Re: [PATCH v6 0/5] config: introduce discovery.bare and protected config

Ævar Arnfjörð Bjarmason <avarab@xxxxxxxxx> · Fri, 08 Jul 2022 23:58:22 +0200

On Fri, Jul 01 2022, Glen Choo wrote:

Sorry for the late reply, I see there's a v7, but this seems to also
apply to it, so...

> Thanks for weighing in :) Despite the different proposed approaches, I
> think we actually are in broad agreement.
>
> Ævar Arnfjörð Bjarmason <avarab@xxxxxxxxx> writes:
>
>> On Thu, Jun 30 2022, Glen Choo via GitGitGadget wrote:
>>
>>> This is a quick re-roll to address Ævar's comments on the tests (thanks!).
>>
>> Thanks!
>>
>>> = Description
>>
>> Just more generally on this series & approach.
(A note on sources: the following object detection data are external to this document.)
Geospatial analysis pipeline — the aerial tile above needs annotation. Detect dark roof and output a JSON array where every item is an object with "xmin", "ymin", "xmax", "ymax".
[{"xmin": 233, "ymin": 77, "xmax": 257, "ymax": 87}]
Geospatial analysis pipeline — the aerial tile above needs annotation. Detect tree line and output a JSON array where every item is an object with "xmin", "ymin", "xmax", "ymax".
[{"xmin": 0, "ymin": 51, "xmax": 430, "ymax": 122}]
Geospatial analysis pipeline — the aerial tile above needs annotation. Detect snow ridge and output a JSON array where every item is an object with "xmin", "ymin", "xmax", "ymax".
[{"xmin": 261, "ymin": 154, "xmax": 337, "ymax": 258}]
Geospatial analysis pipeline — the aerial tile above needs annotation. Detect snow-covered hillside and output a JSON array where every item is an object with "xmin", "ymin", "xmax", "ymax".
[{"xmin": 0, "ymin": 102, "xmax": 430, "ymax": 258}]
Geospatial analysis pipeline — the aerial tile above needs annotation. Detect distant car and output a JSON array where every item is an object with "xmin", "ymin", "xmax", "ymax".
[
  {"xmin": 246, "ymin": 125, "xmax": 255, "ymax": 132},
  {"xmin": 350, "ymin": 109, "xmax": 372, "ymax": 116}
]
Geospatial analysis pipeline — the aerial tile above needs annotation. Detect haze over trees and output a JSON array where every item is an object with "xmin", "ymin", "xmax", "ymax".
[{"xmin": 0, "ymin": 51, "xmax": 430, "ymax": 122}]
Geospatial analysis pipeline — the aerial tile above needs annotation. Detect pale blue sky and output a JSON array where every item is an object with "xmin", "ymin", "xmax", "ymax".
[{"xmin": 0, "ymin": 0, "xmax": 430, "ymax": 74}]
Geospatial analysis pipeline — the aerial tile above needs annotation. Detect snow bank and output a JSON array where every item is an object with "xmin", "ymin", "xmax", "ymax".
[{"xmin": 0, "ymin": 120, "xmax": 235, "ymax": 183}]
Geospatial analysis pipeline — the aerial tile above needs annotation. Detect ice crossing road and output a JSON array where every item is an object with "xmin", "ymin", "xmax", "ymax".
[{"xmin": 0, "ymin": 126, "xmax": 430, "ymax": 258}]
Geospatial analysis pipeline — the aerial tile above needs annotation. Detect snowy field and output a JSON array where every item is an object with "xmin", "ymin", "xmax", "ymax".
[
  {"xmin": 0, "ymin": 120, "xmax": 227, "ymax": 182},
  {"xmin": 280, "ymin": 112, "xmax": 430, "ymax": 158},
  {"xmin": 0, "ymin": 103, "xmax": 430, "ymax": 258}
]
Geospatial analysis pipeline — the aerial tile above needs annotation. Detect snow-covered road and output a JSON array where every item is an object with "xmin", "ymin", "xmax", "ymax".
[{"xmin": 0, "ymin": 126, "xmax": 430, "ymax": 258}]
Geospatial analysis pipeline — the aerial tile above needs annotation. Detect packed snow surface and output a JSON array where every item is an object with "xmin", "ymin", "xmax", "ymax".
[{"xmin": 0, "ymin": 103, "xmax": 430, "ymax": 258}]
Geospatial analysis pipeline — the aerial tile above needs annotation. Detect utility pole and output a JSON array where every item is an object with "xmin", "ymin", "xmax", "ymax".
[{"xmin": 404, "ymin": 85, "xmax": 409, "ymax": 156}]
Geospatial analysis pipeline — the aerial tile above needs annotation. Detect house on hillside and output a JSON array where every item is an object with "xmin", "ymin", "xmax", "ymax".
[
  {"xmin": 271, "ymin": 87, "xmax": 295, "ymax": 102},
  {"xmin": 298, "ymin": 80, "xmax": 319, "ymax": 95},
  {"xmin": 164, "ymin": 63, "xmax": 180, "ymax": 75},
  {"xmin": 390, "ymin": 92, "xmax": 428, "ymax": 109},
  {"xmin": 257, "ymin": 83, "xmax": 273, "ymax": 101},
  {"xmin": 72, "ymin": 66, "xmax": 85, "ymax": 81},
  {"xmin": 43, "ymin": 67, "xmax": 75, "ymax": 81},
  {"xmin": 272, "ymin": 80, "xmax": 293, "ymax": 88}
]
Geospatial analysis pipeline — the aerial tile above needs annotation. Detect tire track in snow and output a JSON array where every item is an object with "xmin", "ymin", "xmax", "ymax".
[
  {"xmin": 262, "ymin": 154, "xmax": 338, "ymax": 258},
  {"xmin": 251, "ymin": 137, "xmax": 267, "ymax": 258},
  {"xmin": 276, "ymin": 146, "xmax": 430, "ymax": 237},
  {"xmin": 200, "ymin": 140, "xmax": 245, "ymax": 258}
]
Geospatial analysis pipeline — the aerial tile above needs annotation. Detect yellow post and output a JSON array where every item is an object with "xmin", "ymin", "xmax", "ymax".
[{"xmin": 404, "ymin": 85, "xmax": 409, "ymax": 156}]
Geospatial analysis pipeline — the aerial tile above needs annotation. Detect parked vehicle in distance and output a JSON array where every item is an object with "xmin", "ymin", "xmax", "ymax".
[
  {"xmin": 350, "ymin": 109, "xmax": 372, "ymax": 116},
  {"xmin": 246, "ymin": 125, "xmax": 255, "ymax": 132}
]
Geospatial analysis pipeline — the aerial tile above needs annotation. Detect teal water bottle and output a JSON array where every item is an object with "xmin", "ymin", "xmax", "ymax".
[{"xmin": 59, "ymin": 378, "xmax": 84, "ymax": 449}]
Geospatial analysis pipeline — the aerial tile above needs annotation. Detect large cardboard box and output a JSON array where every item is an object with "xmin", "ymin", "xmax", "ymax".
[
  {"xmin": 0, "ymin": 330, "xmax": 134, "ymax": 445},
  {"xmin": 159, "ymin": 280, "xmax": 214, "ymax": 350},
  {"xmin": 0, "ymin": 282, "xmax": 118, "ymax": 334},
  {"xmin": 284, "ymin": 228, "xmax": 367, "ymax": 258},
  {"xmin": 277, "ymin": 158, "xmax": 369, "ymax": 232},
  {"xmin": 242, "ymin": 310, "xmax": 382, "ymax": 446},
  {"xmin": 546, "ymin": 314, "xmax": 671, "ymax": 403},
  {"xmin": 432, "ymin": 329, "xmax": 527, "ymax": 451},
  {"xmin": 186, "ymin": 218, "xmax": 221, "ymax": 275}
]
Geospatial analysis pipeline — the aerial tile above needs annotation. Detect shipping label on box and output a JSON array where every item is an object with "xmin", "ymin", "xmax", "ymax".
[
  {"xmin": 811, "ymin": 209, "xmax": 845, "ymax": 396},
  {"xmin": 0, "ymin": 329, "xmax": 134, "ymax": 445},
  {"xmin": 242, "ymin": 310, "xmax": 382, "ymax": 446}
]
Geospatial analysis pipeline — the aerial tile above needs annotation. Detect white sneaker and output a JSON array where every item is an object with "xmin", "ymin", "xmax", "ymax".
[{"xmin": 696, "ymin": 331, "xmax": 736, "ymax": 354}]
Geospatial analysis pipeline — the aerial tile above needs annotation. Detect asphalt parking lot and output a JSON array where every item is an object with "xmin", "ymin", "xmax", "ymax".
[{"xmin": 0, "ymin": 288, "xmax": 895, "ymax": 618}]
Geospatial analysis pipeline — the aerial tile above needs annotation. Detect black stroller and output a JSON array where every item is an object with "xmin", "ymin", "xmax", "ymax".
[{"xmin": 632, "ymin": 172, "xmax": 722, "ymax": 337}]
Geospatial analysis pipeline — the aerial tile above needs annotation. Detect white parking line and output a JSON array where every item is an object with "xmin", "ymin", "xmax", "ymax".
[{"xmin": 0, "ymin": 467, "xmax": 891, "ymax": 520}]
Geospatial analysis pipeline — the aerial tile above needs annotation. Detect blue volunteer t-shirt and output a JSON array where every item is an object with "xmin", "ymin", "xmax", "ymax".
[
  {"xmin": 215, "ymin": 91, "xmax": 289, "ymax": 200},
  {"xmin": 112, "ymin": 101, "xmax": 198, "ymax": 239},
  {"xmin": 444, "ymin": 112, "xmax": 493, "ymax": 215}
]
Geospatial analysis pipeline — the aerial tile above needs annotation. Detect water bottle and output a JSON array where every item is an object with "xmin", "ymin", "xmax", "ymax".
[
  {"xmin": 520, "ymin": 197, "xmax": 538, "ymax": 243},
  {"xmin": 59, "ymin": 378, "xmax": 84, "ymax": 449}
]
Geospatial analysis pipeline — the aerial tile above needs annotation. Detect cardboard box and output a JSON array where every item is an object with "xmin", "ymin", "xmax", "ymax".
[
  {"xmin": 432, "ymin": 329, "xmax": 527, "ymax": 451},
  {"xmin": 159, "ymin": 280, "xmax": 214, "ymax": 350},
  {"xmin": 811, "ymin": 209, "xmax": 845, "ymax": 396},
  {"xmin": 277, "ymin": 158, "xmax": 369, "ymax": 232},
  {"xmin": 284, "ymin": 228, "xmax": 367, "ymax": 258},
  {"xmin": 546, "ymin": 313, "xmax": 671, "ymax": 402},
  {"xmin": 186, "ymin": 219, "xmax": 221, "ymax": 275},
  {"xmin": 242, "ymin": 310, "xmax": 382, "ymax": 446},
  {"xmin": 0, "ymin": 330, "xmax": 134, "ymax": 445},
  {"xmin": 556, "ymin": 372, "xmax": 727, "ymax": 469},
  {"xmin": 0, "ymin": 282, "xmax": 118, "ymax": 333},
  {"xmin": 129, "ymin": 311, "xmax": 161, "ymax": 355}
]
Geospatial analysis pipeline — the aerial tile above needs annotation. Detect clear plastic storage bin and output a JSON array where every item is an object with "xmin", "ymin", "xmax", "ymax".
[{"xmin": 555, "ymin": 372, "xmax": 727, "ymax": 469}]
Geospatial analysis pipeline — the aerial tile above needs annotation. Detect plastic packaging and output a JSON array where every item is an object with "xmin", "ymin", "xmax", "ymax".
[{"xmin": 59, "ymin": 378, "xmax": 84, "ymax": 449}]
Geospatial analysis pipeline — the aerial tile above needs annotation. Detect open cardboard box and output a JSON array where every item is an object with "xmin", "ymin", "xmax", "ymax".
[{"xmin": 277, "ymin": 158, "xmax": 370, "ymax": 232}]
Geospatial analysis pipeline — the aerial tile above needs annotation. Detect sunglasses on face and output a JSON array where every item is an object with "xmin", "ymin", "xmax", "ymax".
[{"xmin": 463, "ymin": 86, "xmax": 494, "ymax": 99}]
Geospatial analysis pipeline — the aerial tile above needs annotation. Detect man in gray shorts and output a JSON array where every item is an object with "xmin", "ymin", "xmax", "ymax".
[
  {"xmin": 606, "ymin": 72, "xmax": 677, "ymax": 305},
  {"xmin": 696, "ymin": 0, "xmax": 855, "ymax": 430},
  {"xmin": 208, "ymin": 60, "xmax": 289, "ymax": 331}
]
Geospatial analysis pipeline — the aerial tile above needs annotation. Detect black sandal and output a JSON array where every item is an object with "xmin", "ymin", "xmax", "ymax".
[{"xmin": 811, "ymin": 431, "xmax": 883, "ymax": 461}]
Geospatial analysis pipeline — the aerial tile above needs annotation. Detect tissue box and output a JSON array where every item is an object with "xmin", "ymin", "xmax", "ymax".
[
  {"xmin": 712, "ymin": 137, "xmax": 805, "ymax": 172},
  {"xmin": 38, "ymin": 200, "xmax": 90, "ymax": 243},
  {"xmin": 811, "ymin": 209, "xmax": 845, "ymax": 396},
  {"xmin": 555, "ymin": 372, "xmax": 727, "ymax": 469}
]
I know this is a v6 by
>> now, but I haven't kept up with this topic, but to be fair I did mention
>> pretty much this in:
>> https://lore.kernel.org/git/220407.86lewhc6bz.gmgdl@xxxxxxxxxxxxxxxxxxx/
>>
>> So...
>>
>>> There is a known social engineering attack that takes advantage of the fact
>>> that a working tree can include an entire bare repository, including a
>>> config file. A user could run a Git command inside the bare repository
>>> thinking that the config file of the 'outer' repository would be used, but
>>> in reality, the bare repository's config file (which is attacker-controlled)
>>> is used, which may result in arbitrary code execution. See [1] for a fuller
>>> description and deeper discussion.
>>>
>>> This series implements a simple way of preventing such attacks: create a
>>> config option, discovery.bare, that tells Git whether or not to die when it
>>> finds a bare repository. discovery.bare has two values:
>>>
>>>  * "always": always allow bare repositories (default), identical to current
>>>    behavior
>>>  * "never": never allow bare repositories
>>>
>>> and users/system administrators who never expect to work with bare
>>> repositories can secure their environments using "never". discovery.bare has
>>> no effect if --git-dir or GIT_DIR is passed because we are confident that
>>> the user is not confused about which repository is being used.
>>
>> I'm not insisting that the entire approach here should be changed, but
>> in the above exchange you seemed to have performance concerns about the
>> "just walk up in setup.c" approach I mentioned, but it's not clear if
>> that's still the only thing that necessitates taking this approach.
>>
>> There may be security subtleties that I've missed, but from the
>> description here it seems like that would work equally well, and
>> wouldn't require configuration, except insofar as we'd need to opt-in to
>> reading config from bare repositores *that also exist in a parent tree*.
>>
>> And it would be a more narrow & more secure solution, since it would
>> e.g. allow you to intentionally navigate to /var/repos/git/git.git in a
>> server setup and read the config there, which it could distinguish from
>> a case of /var/repos/.git existing, and git/git.git being brought in as
>> a part of that "parent" repo.
>
> Performance is one major concern, yes, and I agree that your findings
> show that the "just walk up" approach is cheap enough to consider doing.
> Though in the few cases where it isn't cheap to walk, wouldn't it still
> be useful to be able to opt out of it?

Maybe, but until we at least have a reason to think that there is a
performance concern this all seems rather hypothetical.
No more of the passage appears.